Yes, it's a cliche: "Yoga saved my life."
Google the phrase, and you'll get 12 million matches!
But when Walter Mugbe says it, he really means it. It's not an exaggeration. It's the truth.
When Mugbe was 7, growing up in Nairobi, Kenya, his father, John, died in a car accident. John Mugbe was an electrician, and his salary supported the family of five children. Walter's mother, Catherine, didn't work. Suddenly, the family was in crisis. The two older siblings had a tough time. At a very young age, Walter Mugbe felt he had to make sure his younger siblings had enough to eat.
To earn money, he began transporting drugs for dealers. By the time he was 10, he was selling drugs and picking pockets as well.
But he lived a kind of double life — he excelled in what he calls "acrobatics" and took classes to improve his skills. That training had real-life benefits. When you're a pickpocket, he says, you do a lot of running and jumping to get away from victims and from the cops.
Did his mother know what was going on? "She didn't want to know," he says.
By the time he was in his early teens, two of his friends had been "killed by a mob," he says. "I knew I was going to be the next person to die."
And then, yes, yoga saved his life.
In 2007, Paige Elenson came to town. A businesswoman and yoga teacher, she co-founded the Africa Yoga Project and began offering free classes in poor neighborhoods in Nairobi to ease tensions after election-related violence and give people a way to "positively transform lives."
There was a class at the school where Mugbe practiced soccer, so he signed up. He went through the poses for the first time. He was in downward dog. He lifted one leg to the sky and brought it down in front of his body, parallel to the front of his mat. He folded himself flat over his leg. He was in half-pigeon pose. (That's the sequence in the animated GIF above.)
"I felt so free and safe at that moment," he says. He was always on the run in his criminal life. And now, his worries were gone. "I felt light, like something was weighing me down and all of a sudden I felt free. It was a brand new experience for me."

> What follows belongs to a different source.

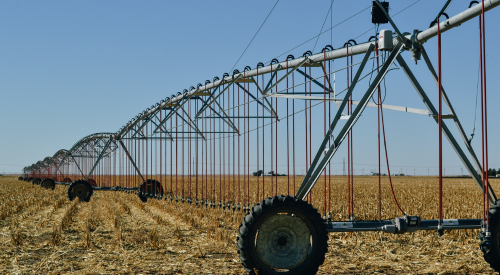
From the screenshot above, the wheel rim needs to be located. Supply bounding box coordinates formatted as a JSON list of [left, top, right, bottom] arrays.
[[255, 213, 316, 271], [71, 184, 89, 200]]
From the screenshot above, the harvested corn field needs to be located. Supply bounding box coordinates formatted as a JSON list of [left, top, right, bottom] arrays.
[[0, 177, 500, 274]]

Walter Mugbe kept taking yoga classes.
Some family members and friends thought he was getting into a crazy cult. That didn't bother him because he loved yoga. Eventually he gave up his criminal activities. He looked at who he was and who he wanted to become. "It was tough to face the truth," he says.
AYP offered him a scholarship for teacher training. Today at age 26, Mugbe is one of 100 teachers who lead free classes for kids and teenagers as well as adults in the slums of Nairobi, reaching thousands each week.
Mugbe visited Washington, D.C., this summer to spread the word about AYP and teach classes at the local studios of Down Dog Yoga, an AYP sponsor. The Down Dog studios are heated to the mid-90s, which is not the case at home:
"It's hot in Kenya."
With a twinkle in his eyes and a sweet grin, he tells his American students to really root down deep in a pose. And he makes them hold it for what seems like eternity plus five minutes. "The worst that can happen is you get stronger, you get flexible," he teases. There's another benefit, he says: "When you are firmly rooted to your purpose, you are unmessable with."
Here in D.C. the majority of his students are women — that's pretty much the norm in the West. In Kenya, he says, yoga is a guy thing. Men like the physical nature of it. But the Africa Yoga Project is training female teachers and persuading girls to take classes.
While some Western practitioners don't want to be touched by their teacher to adjust a pose, that's not a problem in Nairobi: "People love to be touched in Africa," Mugbe says.
His family is doing well now. His older brother is a safari guide. His younger sister just graduated from high school. His younger brother is, like Walter, a yoga teacher.
In classes he talks about "the magic moment" a pose can bring. Even now, secure in his career as a yoga teacher, happy that his family is flourishing, he finds comfort in his favorite pose, half-pigeon. It still makes him feel "free — and flexible."